Advocate clearly if symptoms don't fit the reassurance you've been given — persistent or worsening symptoms despite a "wait and see" recommendation are worth revisiting directly with your doctor
Recognize that requesting a second opinion is reasonable if you remain uncertain about a decision not to image, just as it is for many other medical decisions
The goal isn't to avoid scans altogether it's to use them precisely, for the situations where they genuinely add diagnostic value, rather than as a reflexive response to uncertainty.
FAQs
1. Is it wrong to ask my doctor for a scan if I'm worried? No, it's a completely reasonable thing to raise. The more useful approach is to ask why imaging would or wouldn't help in your specific situation, rather than simply requesting one by default.
2. Can too much imaging actually be harmful? Yes, in aggregate. Beyond radiation exposure for certain scan types, unnecessary imaging can lead to incidental findings that trigger further, sometimes invasive, workup for issues that were never actually causing symptoms.
3. How do doctors decide when a scan is actually necessary?

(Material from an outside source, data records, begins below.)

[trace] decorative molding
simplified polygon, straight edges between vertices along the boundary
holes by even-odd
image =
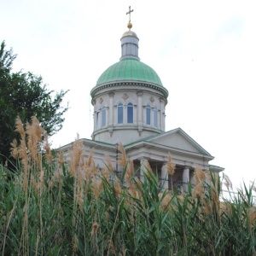
[[[154,96],[151,96],[149,100],[150,100],[150,102],[153,103],[153,102],[154,102]]]
[[[153,83],[134,83],[134,82],[119,82],[119,83],[108,83],[108,84],[100,84],[100,85],[96,85],[91,90],[90,90],[90,96],[93,98],[95,96],[95,94],[96,92],[98,92],[99,90],[102,90],[102,89],[107,89],[109,87],[115,87],[115,86],[119,86],[119,85],[140,85],[143,87],[148,87],[148,88],[152,88],[154,90],[157,90],[159,91],[160,91],[161,93],[164,94],[165,98],[166,99],[168,97],[168,90],[164,87],[164,86],[160,86]]]
[[[125,101],[126,101],[126,100],[129,98],[129,96],[128,96],[126,93],[125,93],[125,94],[123,95],[122,98],[123,98]]]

This is generally based on the specific symptoms, physical exam findings, medical history, and whether the scan result would meaningfully change the treatment plan.
4. What is an "incidental finding" on a scan? It's an unrelated, often clinically insignificant abnormality discovered while imaging for a different reason, which can sometimes trigger unnecessary follow-up testing.
5. Should I be concerned if my doctor doesn't order a scan for my symptom? Not necessarily. Many symptoms are appropriately managed through clinical exam and monitoring rather than imaging. If you remain concerned, ask your doctor to explain their reasoning directly.
6. Are certain symptoms that always warrant imaging? Yes sudden, severe, or progressive symptoms, particularly those suggesting a serious underlying cause, often do warrant prompt imaging as part of standard urgent evaluation.
7. Is it safe to request a second opinion if I disagree with a decision not to image? Yes, this is a reasonable step for any medical decision you're uncertain about, including decisions about testing.
8. Does overtesting really add significant cost to the healthcare system? Yes, unnecessary imaging is a well-documented contributor to excess healthcare spending, in addition to the direct cost and potential harm to individual patients.
9. Can watching and waiting be as effective as getting a scan right away? For many conditions, yes monitoring symptoms over a defined period can provide clarity just as effectively, and sometimes more appropriately, than immediate imaging.
10. What should I do if my symptoms worsen after being told a scan isn't needed? Contact your doctor to reassess. A change in symptoms is new information that may change the recommendation, and it's appropriate to revisit the decision if your situation changes.